Twice Born flips between present and past—-a device that soon gets tiresome, since almost nothing of interest happens in the present, in which a middle-aged Italian woman named Gemma (Penélope Cruz) visits Sarajevo with her teenage son, Pietro (director Sergio Castellitto’s son, Pietro Castellitto). The two are the guests of Gojcon (Adnan Haskovic), an old friend of Gemma’s who radiates the smug self-regard of an aging hipster.

The reason Gojcon invited mother and son to his city is gradually revealed through multiple flashbacks, starting with Gemma’s love affair with Diego (Emile Hirsch), an American photographer she met in Bosnia just before the Bosnian War of the ‘90s. Their story ends soon after she flees embattled Sarajevo with the newborn Pietro, an infant given to the infertile Gemma by Aska (Saadet Aksoy), a flame-haired musician who is part of Gojcon’s multi-culti tribe of urban artists.

Cruz and Hirsch make us feel the lovers’ pain, as infertility and war create a chasm between them, and Aksoy is affecting as the fiery Aska, the glitter fading from her emerald eyes as she becomes a casualty of the war. But director Castellitto can’t usually get far enough out of the way to let his actors pluck at our heartstrings. Instead, he deadens the senses with an onslaught of self-satisfied sentimentality. “What does truth taste like?” the psychologist (Jane Birkin) who is evaluating Gemma and Diego as potential adoptive parents asks Gemma eagerly, grasping greedily at our attention after Cruz’s sensitive delivery of a particularly painful admission. The psychologist is the most egregious in a parade of annoying minor characters, her faux-poetic questions and painfully sensitive facial expressions obviously meant to register as sympathetic though they come off as almost comically sanctimonious.

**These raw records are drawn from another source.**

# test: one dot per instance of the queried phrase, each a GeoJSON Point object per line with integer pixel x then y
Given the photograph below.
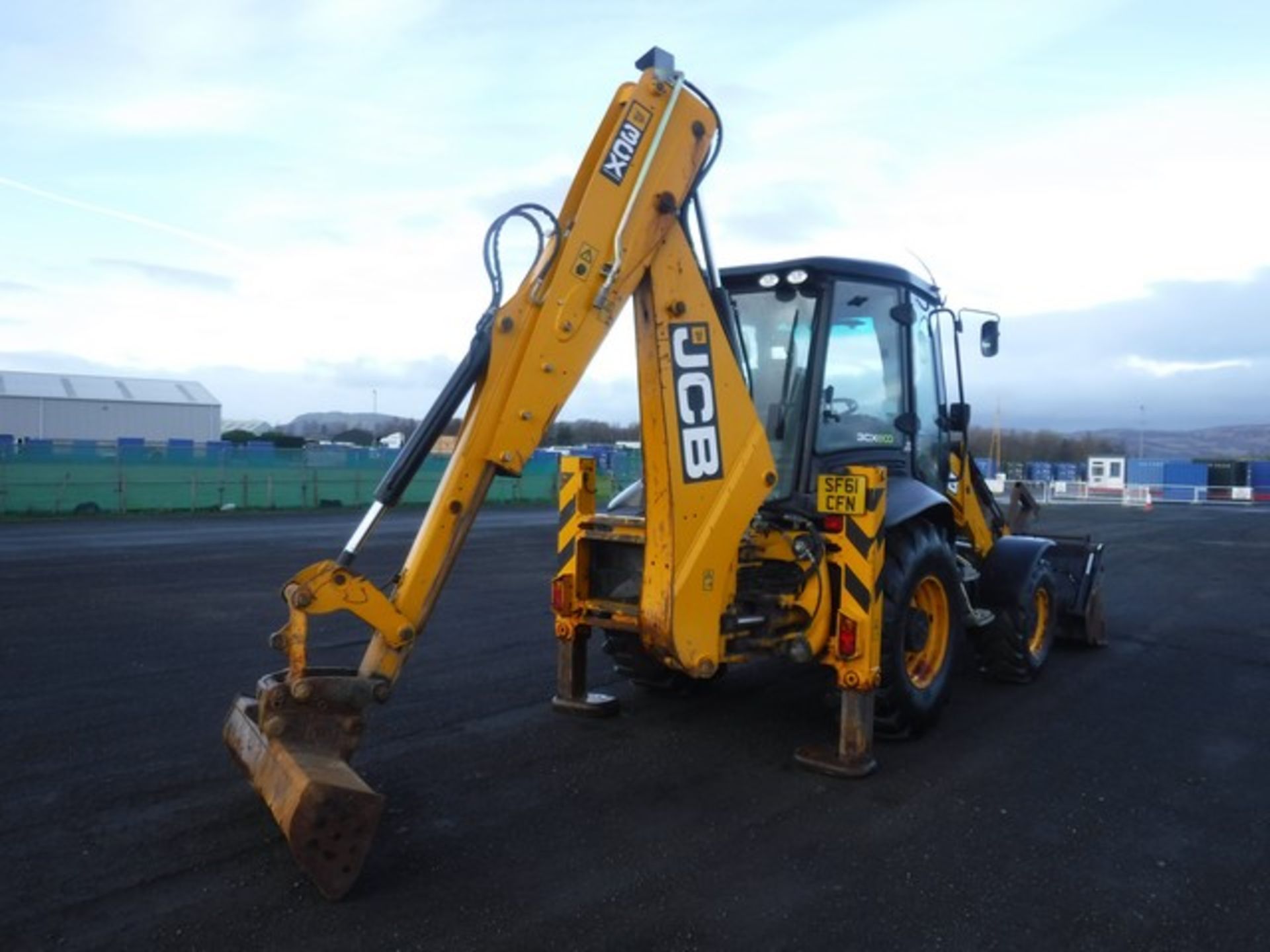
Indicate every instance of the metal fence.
{"type": "Point", "coordinates": [1143, 495]}
{"type": "Point", "coordinates": [81, 479]}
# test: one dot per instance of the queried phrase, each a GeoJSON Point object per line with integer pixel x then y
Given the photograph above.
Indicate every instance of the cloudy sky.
{"type": "Point", "coordinates": [286, 201]}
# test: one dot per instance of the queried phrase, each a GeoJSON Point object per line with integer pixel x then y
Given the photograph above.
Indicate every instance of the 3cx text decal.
{"type": "Point", "coordinates": [621, 153]}
{"type": "Point", "coordinates": [695, 403]}
{"type": "Point", "coordinates": [887, 440]}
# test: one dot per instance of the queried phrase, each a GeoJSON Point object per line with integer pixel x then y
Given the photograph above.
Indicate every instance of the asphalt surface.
{"type": "Point", "coordinates": [1122, 801]}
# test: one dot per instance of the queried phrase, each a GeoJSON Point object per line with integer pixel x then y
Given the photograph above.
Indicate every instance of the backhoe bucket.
{"type": "Point", "coordinates": [294, 742]}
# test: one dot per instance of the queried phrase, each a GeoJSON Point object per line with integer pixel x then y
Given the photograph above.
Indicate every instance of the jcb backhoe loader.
{"type": "Point", "coordinates": [807, 487]}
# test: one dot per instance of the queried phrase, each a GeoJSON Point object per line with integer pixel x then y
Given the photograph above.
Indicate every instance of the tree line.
{"type": "Point", "coordinates": [1023, 446]}
{"type": "Point", "coordinates": [559, 433]}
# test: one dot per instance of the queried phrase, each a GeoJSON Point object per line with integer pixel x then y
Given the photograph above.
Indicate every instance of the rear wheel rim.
{"type": "Point", "coordinates": [925, 664]}
{"type": "Point", "coordinates": [1039, 637]}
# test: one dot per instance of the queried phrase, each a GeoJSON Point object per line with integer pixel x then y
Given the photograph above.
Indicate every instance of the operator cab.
{"type": "Point", "coordinates": [845, 366]}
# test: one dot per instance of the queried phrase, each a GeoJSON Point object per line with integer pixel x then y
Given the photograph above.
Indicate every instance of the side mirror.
{"type": "Point", "coordinates": [990, 338]}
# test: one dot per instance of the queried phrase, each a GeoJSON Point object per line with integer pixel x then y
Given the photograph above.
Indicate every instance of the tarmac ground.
{"type": "Point", "coordinates": [1121, 801]}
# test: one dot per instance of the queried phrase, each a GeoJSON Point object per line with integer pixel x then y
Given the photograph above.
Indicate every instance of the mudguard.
{"type": "Point", "coordinates": [907, 498]}
{"type": "Point", "coordinates": [1007, 569]}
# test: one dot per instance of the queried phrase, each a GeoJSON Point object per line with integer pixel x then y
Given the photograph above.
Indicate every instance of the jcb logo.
{"type": "Point", "coordinates": [695, 403]}
{"type": "Point", "coordinates": [621, 153]}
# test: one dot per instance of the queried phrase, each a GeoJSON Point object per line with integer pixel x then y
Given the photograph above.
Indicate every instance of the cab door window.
{"type": "Point", "coordinates": [863, 391]}
{"type": "Point", "coordinates": [931, 442]}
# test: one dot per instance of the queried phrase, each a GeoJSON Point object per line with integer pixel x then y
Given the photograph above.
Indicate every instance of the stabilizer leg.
{"type": "Point", "coordinates": [572, 695]}
{"type": "Point", "coordinates": [854, 756]}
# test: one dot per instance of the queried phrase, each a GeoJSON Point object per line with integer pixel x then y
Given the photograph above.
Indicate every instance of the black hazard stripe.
{"type": "Point", "coordinates": [859, 539]}
{"type": "Point", "coordinates": [857, 589]}
{"type": "Point", "coordinates": [567, 510]}
{"type": "Point", "coordinates": [567, 553]}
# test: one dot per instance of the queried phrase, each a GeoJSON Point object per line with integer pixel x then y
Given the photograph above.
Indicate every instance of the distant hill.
{"type": "Point", "coordinates": [324, 426]}
{"type": "Point", "coordinates": [1250, 442]}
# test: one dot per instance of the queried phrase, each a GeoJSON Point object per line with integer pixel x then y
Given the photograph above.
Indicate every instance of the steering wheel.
{"type": "Point", "coordinates": [849, 405]}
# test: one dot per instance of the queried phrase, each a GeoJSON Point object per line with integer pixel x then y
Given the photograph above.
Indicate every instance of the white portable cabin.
{"type": "Point", "coordinates": [1107, 471]}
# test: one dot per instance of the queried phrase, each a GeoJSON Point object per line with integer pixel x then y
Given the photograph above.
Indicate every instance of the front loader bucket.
{"type": "Point", "coordinates": [1078, 567]}
{"type": "Point", "coordinates": [294, 742]}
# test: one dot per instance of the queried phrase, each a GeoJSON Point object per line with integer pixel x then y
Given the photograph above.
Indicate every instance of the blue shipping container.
{"type": "Point", "coordinates": [1181, 479]}
{"type": "Point", "coordinates": [1147, 473]}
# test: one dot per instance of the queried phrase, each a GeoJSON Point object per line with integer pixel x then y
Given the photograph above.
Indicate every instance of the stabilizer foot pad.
{"type": "Point", "coordinates": [832, 763]}
{"type": "Point", "coordinates": [593, 705]}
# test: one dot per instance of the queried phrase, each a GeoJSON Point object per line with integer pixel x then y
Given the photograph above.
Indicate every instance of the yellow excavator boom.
{"type": "Point", "coordinates": [708, 465]}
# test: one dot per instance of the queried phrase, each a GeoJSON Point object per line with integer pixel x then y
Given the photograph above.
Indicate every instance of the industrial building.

The emotional impact of Gemma’s family history is dulled too by the murky blandness of the present-day scenes. Does Gemma love her husband (played by the elder Castellitto), or was he just the first life raft to bob into sight when she needed one? And what are we to make of Pietro, whose one histrionic fit of rage is a baffling contrast to his pacific passivity in every other scene? Perhaps because he just isn’t a very good actor, the boy comes off mainly as a collection of pleasingly assembled geometric elements, his round blue eyes and pyramidal nose dominating his triangular face.

In the end, I wasn’t sure who I felt for more, Cruz or the character she was playing. One thing’s for sure: They both deserve better fates than what happens to them in this movie.